この日は、長男は部活の練習、二男、長女は、YMCAのレクレーションに参加する日だった。
ボクも急遽シゴトが入り、夕方になって、全員揃っての面会が実現した。
特に今まで末っ子で育ってきた長女にとって、「お姉ちゃんになりたい!!」という、大きな夢が叶った日。
みんな嬉しそうに、妹の誕生を祝福してくれる。
先生 その540
家族の次に、二女が誕生したことを報告しなければならない方がいる。
泰久、昌弘、恭子の名前を考えて下さった先生だ。
うちの両親から引き継いでいる貴重な人脈の一人であり、経営や家族の問題を、九星気学や陰陽五行にあてはめて、理に沿ったご指導をしてくださっている。
現在お世話になっている賀川先生の実のお父さんであり、師匠でもある。
毎回、先生にご報告するのは、生まれた日付と時間と性別だけ。
「どんな人になってほしい」という、親の願いは伝えない。
生まれた時間から鑑定をしていただき、その子が持っている宿命を生かし、僕ら家族の願いを察してくださったかのような名前を付けて下さるのだ。

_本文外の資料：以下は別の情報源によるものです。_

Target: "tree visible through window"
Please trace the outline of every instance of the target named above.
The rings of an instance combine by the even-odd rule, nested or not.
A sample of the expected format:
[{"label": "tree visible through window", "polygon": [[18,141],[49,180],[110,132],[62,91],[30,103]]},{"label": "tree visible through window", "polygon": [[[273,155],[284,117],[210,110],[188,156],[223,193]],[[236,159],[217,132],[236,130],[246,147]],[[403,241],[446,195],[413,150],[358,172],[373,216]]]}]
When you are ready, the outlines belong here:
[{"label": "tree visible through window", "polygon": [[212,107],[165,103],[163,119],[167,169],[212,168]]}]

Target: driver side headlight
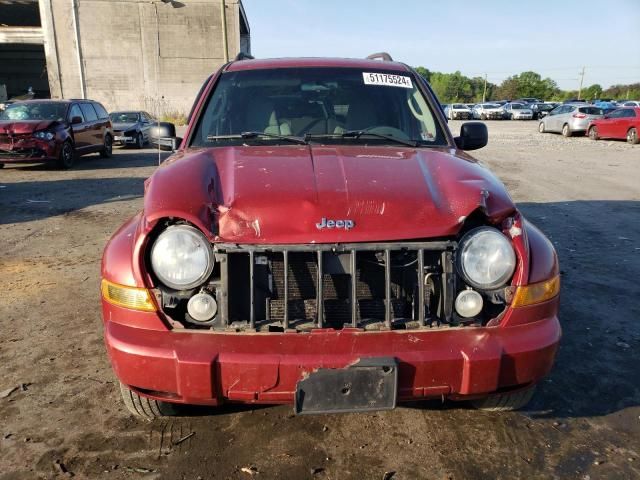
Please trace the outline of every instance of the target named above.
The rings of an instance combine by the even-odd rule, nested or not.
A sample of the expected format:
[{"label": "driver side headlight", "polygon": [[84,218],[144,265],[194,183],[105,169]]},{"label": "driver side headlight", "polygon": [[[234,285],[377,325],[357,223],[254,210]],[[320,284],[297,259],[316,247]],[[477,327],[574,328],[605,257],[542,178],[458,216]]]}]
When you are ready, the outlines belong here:
[{"label": "driver side headlight", "polygon": [[52,132],[36,132],[33,134],[34,137],[36,137],[39,140],[53,140],[53,137],[55,137],[55,135]]},{"label": "driver side headlight", "polygon": [[151,247],[153,273],[167,287],[188,290],[204,283],[214,266],[213,251],[197,228],[173,225]]},{"label": "driver side headlight", "polygon": [[505,285],[516,268],[511,242],[499,230],[474,228],[460,241],[458,272],[472,287],[493,290]]}]

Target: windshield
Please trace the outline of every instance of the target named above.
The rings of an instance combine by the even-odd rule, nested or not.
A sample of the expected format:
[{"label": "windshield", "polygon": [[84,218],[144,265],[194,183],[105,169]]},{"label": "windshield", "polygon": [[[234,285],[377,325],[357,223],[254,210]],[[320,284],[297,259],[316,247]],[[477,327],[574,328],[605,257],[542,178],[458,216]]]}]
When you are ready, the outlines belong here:
[{"label": "windshield", "polygon": [[[348,134],[354,131],[370,135]],[[269,137],[237,138],[248,132]],[[322,143],[392,143],[380,135],[419,145],[447,143],[408,73],[280,68],[223,73],[200,115],[191,145],[291,144],[278,135],[307,136]]]},{"label": "windshield", "polygon": [[0,113],[0,120],[55,120],[64,121],[66,103],[14,103]]},{"label": "windshield", "polygon": [[109,118],[113,123],[136,123],[138,121],[136,112],[113,112],[109,114]]}]

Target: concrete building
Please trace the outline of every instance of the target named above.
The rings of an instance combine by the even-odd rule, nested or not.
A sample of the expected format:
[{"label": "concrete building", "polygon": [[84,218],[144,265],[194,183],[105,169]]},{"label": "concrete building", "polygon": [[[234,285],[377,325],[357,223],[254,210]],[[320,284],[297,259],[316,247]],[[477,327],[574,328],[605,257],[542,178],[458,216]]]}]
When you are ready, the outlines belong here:
[{"label": "concrete building", "polygon": [[[4,87],[3,87],[4,86]],[[0,0],[0,101],[29,87],[49,96],[37,0]]]},{"label": "concrete building", "polygon": [[3,12],[15,19],[25,4],[39,11],[31,28],[41,31],[51,97],[91,98],[109,110],[186,114],[225,58],[251,50],[241,0],[0,0],[0,35],[17,28],[1,26]]}]

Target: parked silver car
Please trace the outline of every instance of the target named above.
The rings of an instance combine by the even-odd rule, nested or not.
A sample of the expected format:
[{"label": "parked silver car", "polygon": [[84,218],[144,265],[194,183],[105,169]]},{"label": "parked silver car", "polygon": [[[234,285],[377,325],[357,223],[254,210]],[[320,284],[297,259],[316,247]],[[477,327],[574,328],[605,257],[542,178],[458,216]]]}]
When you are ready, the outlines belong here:
[{"label": "parked silver car", "polygon": [[447,105],[444,114],[449,120],[468,120],[471,118],[471,110],[464,103]]},{"label": "parked silver car", "polygon": [[473,118],[480,120],[502,120],[506,116],[502,105],[497,103],[479,103],[473,107],[471,112]]},{"label": "parked silver car", "polygon": [[586,132],[589,122],[596,118],[602,118],[602,110],[588,103],[569,103],[559,105],[538,124],[538,131],[562,132],[565,137],[574,133]]},{"label": "parked silver car", "polygon": [[531,120],[533,118],[533,110],[523,103],[507,103],[504,106],[507,118],[511,120]]}]

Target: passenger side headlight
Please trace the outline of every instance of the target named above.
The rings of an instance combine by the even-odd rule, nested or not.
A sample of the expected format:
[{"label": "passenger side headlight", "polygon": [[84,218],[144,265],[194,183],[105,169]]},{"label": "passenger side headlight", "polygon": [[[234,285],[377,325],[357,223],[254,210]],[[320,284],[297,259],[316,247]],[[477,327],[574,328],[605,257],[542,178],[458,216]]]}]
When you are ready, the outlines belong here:
[{"label": "passenger side headlight", "polygon": [[475,228],[462,237],[458,249],[458,272],[464,280],[480,290],[505,285],[516,268],[516,254],[511,242],[490,227]]},{"label": "passenger side headlight", "polygon": [[53,137],[55,137],[52,132],[36,132],[33,136],[39,140],[53,140]]},{"label": "passenger side headlight", "polygon": [[197,228],[174,225],[162,232],[151,247],[153,273],[167,287],[188,290],[209,278],[213,251]]}]

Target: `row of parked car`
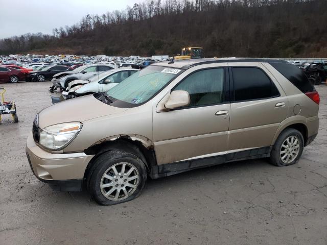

月曜日の夜、先生から新しい名前の候補を告げていただいた。
「悌子(ともこ)」
ちょっと読みづらい名前だし、本人も学校に上がってから自分の名前を書くのに苦労するかもしれない。
それでも、響きが柔らかいし、「悌」という字の重厚感が、ものすごく気に入ってしまった。
先生が熟慮の上考えて下さった名前に、返事は「ありがとうございます」しかない。
「悌」
・古代中国の思想に出てくる八つの徳目の一つ
「仁・義・礼・智・忠・孝・信・悌」
・目上の人に穏やかに従う心
・兄弟姉妹の絆、結びつき
調べると、こんな様々な意味が出てくる。
「兄弟の絆を繋ぎとめる運命を持って生まれたきたお子さんだよ」
「命名」とは名前に命を吹き込むこと。
「名は体を表す」というけど、うちの子供たちを見ていると、彼らの生き方や性格は「まさに名前のとおりに育ってるなぁ」と感じることが多い。
先生に頂いた名前は、ボクにとっても、彼らにとっても、かけがえのない宝物なのだ。
市役所に行って出生届を提出し、今日から稲葉家は大人4人、子供4人、そして男4人、女4人の大家族になった。
彼女が頂いた名前に沿って、豊かな人生を歩めるよう、ボクは支え続けていく。
ボクにとって、生きていく理由を、また一つ増やすことができた。